Un million de dollars. C’est la somme versée au comité d’investiture de Donald Trump par les géants de l’automobile (Ford, General Motors, Stellantis, Toyota) ou les leaders de la tech (Google, Microsoft) pour participer à l’investiture de Donald Trump. C’est le double de qu’ils avaient donné à Joe Biden pour son investiture. À ce prix, ils auront le privilège de s’entretenir brièvement avec le président américain et son vice-président, J.D. Vance.

Les multinationales craignent par-dessus tous les droits de douane que veut imposer Donald Trump au Mexique ou à la Chine, des pays où de nombreuses entreprises américaines ont des usines et des activités. Les grands patrons réussiront-ils à convaincre un président dont on dit qu’il a une vision « transactionnelle » de la politique ? L’un des plus généreux donateurs, Tim Cook, à la tête d’Apple, avait réussi lors du premier mandat Trump à obtenir des exemptions de taxes pour les produits de la marque à la pomme.

Déjà très influents, les patrons d’Amazon, Meta, Open AI ou Uber ont contribué, à titre personnel, avec des sommes à sept chiffres. De quoi leur ouvrir les portes du dîner aux chandelles et des bals fastueux. D’autres, qui ont préféré rester anonymes, ont payé des sommes tout aussi mirobolantes, alors même qu’ils ne pourront pas participer aux festivités, car l’évènement affiche complet depuis plusieurs semaines.

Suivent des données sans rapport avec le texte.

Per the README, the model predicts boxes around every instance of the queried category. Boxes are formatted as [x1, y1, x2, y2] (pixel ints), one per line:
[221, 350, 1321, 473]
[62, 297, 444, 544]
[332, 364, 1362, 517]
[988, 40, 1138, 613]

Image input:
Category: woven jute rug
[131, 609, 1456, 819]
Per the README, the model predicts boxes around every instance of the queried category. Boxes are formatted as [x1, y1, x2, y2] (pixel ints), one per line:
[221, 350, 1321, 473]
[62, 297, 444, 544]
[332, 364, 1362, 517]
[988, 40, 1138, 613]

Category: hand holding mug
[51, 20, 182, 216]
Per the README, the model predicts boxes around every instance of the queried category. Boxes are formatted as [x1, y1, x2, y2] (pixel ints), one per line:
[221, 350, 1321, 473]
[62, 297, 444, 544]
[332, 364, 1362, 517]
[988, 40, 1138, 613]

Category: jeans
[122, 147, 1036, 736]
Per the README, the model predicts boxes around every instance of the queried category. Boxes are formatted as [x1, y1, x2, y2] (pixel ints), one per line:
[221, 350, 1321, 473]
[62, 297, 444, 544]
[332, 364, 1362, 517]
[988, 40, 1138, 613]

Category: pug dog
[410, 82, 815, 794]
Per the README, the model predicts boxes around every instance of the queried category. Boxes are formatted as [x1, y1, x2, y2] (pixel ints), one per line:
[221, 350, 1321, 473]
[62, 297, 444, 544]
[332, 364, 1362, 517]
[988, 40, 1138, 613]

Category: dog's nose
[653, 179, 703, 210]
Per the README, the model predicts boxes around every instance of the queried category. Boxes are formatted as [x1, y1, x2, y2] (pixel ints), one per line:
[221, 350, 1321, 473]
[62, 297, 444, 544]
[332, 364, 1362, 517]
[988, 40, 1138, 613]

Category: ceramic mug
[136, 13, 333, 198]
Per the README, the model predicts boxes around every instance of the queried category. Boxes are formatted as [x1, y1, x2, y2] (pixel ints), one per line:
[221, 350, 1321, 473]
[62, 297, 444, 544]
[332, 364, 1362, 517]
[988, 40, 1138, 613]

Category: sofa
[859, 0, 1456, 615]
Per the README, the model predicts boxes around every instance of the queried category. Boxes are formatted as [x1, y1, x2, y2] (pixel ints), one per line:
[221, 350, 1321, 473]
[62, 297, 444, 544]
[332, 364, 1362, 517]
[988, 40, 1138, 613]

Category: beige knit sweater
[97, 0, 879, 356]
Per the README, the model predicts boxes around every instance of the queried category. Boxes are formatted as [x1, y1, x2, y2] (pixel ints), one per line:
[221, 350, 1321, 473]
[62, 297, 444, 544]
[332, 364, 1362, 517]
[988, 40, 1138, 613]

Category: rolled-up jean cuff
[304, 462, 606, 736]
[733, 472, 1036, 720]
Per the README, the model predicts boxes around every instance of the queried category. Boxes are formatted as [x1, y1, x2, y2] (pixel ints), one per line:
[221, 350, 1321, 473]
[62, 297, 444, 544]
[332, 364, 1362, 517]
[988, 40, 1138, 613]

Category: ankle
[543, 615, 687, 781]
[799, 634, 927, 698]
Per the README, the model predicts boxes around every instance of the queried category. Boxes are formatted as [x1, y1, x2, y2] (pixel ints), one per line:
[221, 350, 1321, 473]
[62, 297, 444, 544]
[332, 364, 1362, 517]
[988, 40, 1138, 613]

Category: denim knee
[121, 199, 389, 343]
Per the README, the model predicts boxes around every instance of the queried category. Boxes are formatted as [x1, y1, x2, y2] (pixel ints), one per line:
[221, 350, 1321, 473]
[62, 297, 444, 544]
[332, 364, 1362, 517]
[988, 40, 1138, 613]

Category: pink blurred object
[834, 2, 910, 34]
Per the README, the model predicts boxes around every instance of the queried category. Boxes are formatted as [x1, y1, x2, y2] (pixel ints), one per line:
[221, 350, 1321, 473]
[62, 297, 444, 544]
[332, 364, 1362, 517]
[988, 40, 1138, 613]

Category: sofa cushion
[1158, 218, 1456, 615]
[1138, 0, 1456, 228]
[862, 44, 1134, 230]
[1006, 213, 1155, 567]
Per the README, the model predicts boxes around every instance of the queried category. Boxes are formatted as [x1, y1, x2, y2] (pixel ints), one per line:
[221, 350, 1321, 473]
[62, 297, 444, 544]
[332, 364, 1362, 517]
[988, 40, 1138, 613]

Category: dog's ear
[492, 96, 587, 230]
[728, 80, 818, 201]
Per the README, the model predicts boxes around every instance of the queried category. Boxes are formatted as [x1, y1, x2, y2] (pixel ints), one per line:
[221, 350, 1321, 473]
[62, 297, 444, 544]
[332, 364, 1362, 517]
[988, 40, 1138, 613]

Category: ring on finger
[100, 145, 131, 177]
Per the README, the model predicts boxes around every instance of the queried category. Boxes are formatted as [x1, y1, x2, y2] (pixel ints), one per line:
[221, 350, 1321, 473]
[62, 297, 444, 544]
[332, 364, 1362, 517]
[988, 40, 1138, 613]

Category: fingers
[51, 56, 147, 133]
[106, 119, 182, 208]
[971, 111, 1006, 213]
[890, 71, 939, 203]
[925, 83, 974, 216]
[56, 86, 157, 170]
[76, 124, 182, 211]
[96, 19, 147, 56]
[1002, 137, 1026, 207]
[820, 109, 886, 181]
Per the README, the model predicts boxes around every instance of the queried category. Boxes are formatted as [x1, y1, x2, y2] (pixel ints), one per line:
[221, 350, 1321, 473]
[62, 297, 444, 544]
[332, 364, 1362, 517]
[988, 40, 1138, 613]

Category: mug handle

250 millions de dollars récoltés depuis le jour de l’élection

Les alliés de Donald Trump ont collecté plus de 250 millions de dollars depuis le jour de l’élection pour ses projets politiques, y compris le comité d’investiture et certains groupes extérieurs alliés (contre 107 millions de dollars en 2017). Les dons aux comités d’investiture ne sont pas limités, seuls les ressortissants étrangers n’ont pas le droit de faire des dons.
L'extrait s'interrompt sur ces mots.